I pareri di lettura di Sara Sullam, le pillole di saggezza sulla comunicazione culturale di Chiara Beretta Mazzotta, i consigli del libraio Davide Ferraris su come gestire un pubblico o un gruppo di lettori: tutto questo ha interagito dando vita a un ingranaggio perfetto, fatto di sinergie, condivisione unite dallo spassoso e smaliziato coordinamento di Fabio Cremonesi.

Già da questa prima edizione stanno nascendo molte iniziative e relazioni professionali; qualche esempio? La rubrica di Francesca Zambito si è aggiunta al blog di Cinzia Orabona, Libri in musica; la rassegna di incontri Pagine fragili, ideata da Mattia Tortelli e iniziata sabato 11 novembre in un bistrò di Milano, tra letteratura, arte e poesia; Giorgio Santangelo, nella sua libreria bolognese “La confraternita dell’uva”, il 7 dicembre metterà a frutto tutti i consigli di Davide Ferraris, ospitando Igoni Barrett in un incontro moderato da Marcello Fois, e infine Mavis Toffoletto sta dando vita a un gruppo di lettura nella casa circondariale di Trieste.
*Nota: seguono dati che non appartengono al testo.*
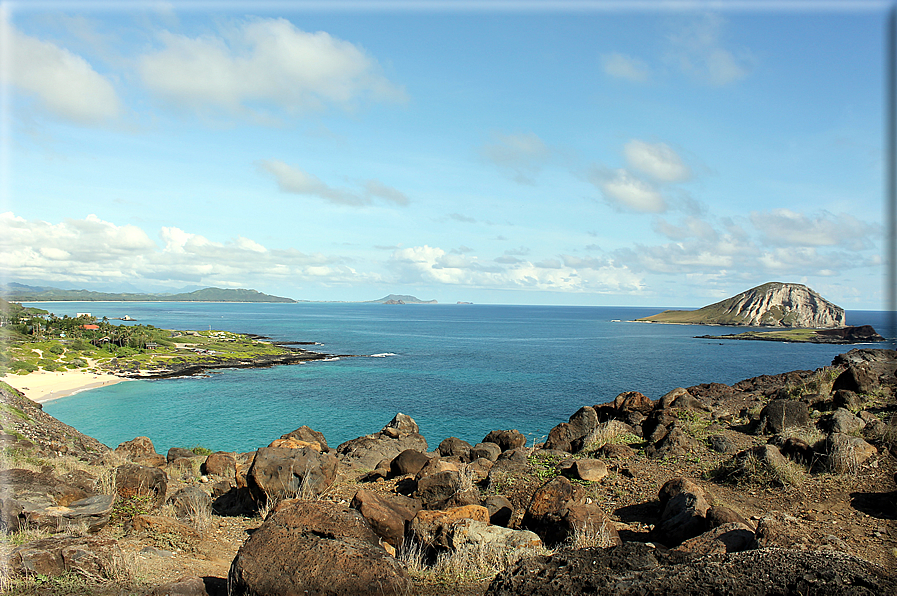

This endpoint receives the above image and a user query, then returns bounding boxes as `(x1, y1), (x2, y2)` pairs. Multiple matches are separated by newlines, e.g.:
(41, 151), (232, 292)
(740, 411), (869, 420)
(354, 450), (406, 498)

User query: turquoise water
(35, 302), (894, 453)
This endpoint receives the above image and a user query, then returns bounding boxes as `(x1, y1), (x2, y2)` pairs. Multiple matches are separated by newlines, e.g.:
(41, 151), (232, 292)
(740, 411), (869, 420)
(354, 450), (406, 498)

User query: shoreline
(0, 371), (133, 404)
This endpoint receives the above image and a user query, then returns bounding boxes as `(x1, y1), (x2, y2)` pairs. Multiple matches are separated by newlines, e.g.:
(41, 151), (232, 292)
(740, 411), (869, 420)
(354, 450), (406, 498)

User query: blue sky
(0, 2), (889, 309)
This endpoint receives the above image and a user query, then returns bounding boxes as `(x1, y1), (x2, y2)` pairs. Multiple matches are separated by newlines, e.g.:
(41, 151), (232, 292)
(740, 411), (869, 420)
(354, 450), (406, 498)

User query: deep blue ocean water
(31, 302), (895, 453)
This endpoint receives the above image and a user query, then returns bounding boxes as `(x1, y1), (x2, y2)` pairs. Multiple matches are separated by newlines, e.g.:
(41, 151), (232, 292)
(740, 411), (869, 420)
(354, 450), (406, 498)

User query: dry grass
(567, 519), (616, 549)
(708, 453), (809, 488)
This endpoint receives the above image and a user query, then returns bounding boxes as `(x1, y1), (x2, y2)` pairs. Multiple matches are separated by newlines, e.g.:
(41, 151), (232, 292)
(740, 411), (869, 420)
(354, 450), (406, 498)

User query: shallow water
(35, 302), (895, 453)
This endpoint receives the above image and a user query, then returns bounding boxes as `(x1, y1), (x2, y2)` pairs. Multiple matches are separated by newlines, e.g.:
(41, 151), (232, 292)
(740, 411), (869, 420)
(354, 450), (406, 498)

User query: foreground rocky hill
(639, 282), (845, 329)
(0, 349), (897, 596)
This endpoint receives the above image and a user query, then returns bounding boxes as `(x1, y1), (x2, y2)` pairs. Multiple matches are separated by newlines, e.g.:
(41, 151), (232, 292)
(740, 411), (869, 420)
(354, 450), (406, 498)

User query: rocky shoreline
(695, 325), (887, 345)
(0, 349), (897, 596)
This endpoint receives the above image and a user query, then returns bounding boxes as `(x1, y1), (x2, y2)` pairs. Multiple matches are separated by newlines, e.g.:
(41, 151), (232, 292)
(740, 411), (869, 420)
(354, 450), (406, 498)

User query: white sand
(3, 370), (128, 403)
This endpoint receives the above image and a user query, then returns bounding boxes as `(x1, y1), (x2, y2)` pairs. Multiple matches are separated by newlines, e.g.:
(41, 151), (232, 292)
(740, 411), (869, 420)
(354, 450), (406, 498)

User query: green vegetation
(0, 284), (296, 302)
(0, 301), (300, 374)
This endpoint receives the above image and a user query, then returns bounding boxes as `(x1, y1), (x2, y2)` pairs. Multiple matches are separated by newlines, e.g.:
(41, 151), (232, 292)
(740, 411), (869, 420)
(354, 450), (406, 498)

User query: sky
(0, 1), (891, 310)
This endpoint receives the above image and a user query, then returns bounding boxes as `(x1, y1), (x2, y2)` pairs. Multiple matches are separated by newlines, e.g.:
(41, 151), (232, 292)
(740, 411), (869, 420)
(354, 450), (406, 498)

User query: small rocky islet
(0, 349), (897, 596)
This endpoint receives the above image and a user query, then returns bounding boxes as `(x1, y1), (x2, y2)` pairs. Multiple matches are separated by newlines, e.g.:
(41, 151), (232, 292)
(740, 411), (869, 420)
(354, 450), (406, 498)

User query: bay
(31, 302), (895, 453)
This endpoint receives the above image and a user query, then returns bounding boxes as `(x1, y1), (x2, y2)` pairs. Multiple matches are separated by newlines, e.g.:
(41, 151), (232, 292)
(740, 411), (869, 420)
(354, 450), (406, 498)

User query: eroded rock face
(246, 447), (338, 502)
(228, 500), (411, 596)
(9, 537), (122, 579)
(336, 413), (427, 470)
(486, 542), (897, 596)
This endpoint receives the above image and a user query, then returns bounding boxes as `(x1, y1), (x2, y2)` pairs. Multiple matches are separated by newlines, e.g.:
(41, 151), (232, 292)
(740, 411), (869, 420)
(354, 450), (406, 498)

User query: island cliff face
(639, 282), (845, 329)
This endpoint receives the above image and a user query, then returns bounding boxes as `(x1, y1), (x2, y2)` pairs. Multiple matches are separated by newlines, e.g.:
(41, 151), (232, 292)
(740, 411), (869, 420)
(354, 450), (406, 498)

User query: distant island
(637, 282), (845, 329)
(0, 283), (296, 303)
(369, 294), (438, 304)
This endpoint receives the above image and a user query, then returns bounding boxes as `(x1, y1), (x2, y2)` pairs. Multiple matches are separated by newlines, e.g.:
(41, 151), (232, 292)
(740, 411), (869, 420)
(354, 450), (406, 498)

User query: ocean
(29, 302), (895, 453)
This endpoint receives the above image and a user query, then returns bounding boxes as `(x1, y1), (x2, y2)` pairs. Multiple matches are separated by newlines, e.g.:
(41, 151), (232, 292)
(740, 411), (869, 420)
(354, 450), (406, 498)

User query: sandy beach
(3, 371), (128, 403)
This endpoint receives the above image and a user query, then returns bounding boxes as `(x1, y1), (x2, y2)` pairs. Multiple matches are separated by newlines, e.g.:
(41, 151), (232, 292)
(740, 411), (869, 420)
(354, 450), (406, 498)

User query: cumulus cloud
(257, 159), (409, 207)
(137, 18), (406, 114)
(589, 168), (667, 213)
(667, 14), (754, 86)
(601, 52), (651, 83)
(0, 17), (122, 126)
(0, 213), (374, 286)
(390, 245), (643, 292)
(751, 209), (882, 250)
(611, 209), (880, 281)
(480, 132), (551, 184)
(623, 139), (691, 182)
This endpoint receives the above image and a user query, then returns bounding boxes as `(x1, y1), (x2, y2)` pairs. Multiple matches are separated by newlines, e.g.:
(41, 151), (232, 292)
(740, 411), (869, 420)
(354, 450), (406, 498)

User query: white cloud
(390, 246), (643, 292)
(667, 14), (754, 86)
(480, 132), (551, 184)
(751, 209), (882, 250)
(138, 18), (406, 115)
(590, 168), (667, 213)
(0, 17), (122, 125)
(257, 160), (409, 206)
(601, 52), (651, 83)
(0, 213), (374, 287)
(623, 139), (691, 182)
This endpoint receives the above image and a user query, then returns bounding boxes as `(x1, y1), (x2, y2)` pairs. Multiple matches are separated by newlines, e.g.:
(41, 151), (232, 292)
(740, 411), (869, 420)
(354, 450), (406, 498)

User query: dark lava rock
(483, 428), (526, 452)
(757, 399), (810, 435)
(228, 501), (411, 596)
(486, 542), (897, 596)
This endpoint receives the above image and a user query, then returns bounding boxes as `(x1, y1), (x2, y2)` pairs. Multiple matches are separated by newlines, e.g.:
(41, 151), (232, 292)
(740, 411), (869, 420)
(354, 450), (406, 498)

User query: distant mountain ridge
(0, 283), (296, 302)
(638, 282), (845, 329)
(371, 294), (438, 304)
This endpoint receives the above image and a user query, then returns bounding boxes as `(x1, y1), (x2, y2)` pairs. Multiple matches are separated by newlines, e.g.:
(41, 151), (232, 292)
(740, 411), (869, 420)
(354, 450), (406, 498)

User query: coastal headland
(0, 349), (897, 596)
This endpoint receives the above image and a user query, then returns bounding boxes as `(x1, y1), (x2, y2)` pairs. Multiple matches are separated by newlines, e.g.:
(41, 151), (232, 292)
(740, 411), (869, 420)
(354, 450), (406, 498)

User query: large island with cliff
(0, 349), (897, 596)
(638, 282), (845, 329)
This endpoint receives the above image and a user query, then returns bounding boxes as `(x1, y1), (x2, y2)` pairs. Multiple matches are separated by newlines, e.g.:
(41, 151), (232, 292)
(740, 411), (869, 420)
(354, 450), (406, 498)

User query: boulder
(8, 536), (123, 581)
(168, 486), (212, 519)
(470, 443), (501, 462)
(521, 476), (578, 545)
(246, 447), (338, 503)
(707, 435), (738, 453)
(352, 490), (421, 548)
(414, 457), (456, 480)
(280, 425), (331, 452)
(389, 449), (430, 476)
(228, 500), (412, 596)
(436, 437), (471, 458)
(614, 391), (654, 415)
(482, 428), (526, 452)
(757, 399), (810, 435)
(654, 478), (710, 546)
(832, 364), (879, 393)
(832, 389), (863, 410)
(545, 406), (598, 453)
(446, 519), (542, 552)
(646, 426), (697, 458)
(23, 495), (115, 532)
(148, 575), (227, 596)
(563, 459), (607, 482)
(485, 542), (897, 596)
(336, 413), (427, 470)
(675, 522), (757, 555)
(115, 464), (168, 509)
(169, 443), (196, 463)
(825, 433), (878, 474)
(414, 470), (480, 509)
(268, 437), (322, 452)
(483, 495), (514, 526)
(200, 451), (237, 477)
(115, 437), (159, 463)
(408, 505), (489, 549)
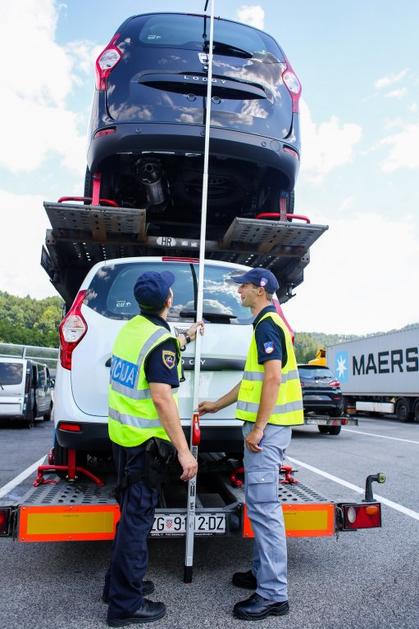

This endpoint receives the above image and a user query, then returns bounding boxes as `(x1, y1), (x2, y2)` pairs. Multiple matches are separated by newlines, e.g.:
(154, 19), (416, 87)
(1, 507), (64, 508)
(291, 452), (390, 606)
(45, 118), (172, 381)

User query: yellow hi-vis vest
(108, 315), (181, 448)
(236, 312), (304, 426)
L’entusiasmo che accompagna queste iniziative ci ha fatto capire che non c’è tempo da perdere e che “Di lavoro, leggo” può innescare altre luminosissime scintille.

Francesca Gambarotto, una delle corsiste, qualche settimana dopo la conclusione del workshop, ha scritto: “quando vi capita di guardare una ballerina di danza classica muoversi con leggerezza e grazia sul palco di un teatro vi sembra che le riesca tutto facile e naturale. Il sudore e la fatica sono rimasti dietro le quinte, nei duri allenamenti, nei calli dei piedi. E se davvero si ama la danza, si è disposti a qualsiasi sacrificio pur di raggiungere, o almeno avvicinarsi, a quel risultato. Il corso “Di lavoro, leggo” è la prima ballerina della lettura”.

Dunque balliamo ancora: la pista da ballo è la stessa (la suggestiva Villa Mirra), così la squadra.

Il nostro nuovo appuntamento è fissato per il weekend del 13-15 aprile, a Cavriana, al costo complessivo di € 350,00. La proposta didattica si riconferma nell’articolazione in tre moduli:

1. BLOG, RIVISTE E SOCIAL: DECLINARE I CONTENUTI SUI DIVERSI MEDIA a cura di Chiara Beretta Mazzotta

2. LIBRERIE, BIBLIOTECHE E GRUPPI DI LETTURA: SCEGLIERE, PRESENTARE E CONSIGLIARE I LIBRI A UN PUBBLICO DI RIFERIMENTO a cura di Davide Ferraris

3. LA VALUTAZIONE DEGLI INEDITI: UN PROGETTO EDITORIALE PER UNA COMUNITÀ DI LETTORI a cura di Sara Sullam

Per i dettagli sulla didattica rimandiamo al post che avevamo dedicato alla prima edizione del corso.

I partecipanti assisteranno alle lezioni teoriche di tutti e tre i moduli, ma seguiranno uno solo dei tre laboratori pratici, da scegliere in base alle proprie aspirazioni e competenze.

Vorreste frequentare più di un laboratorio? Nessun problema: per darvi l’imbarazzo della scelta stiamo lavorando ad alcune giornate cittadine che si svolgeranno a Milano, di sabato, e che potranno integrare il percorso formativo. Ai tre moduli del workshop aggiungeremo, inoltre, un percorso ad hoc per i gruppi di lettura. Presto vi daremo altri aggiornamenti!

Per iscriversi è necessario inviare una mail all’indirizzo lettorinn@nneditore.it allegando un curriculum e/o una breve lettera di presentazione che risulteranno utili in fase di selezione.

Le selezioni apriranno il 15 dicembre e chiuderanno il 15 febbraio.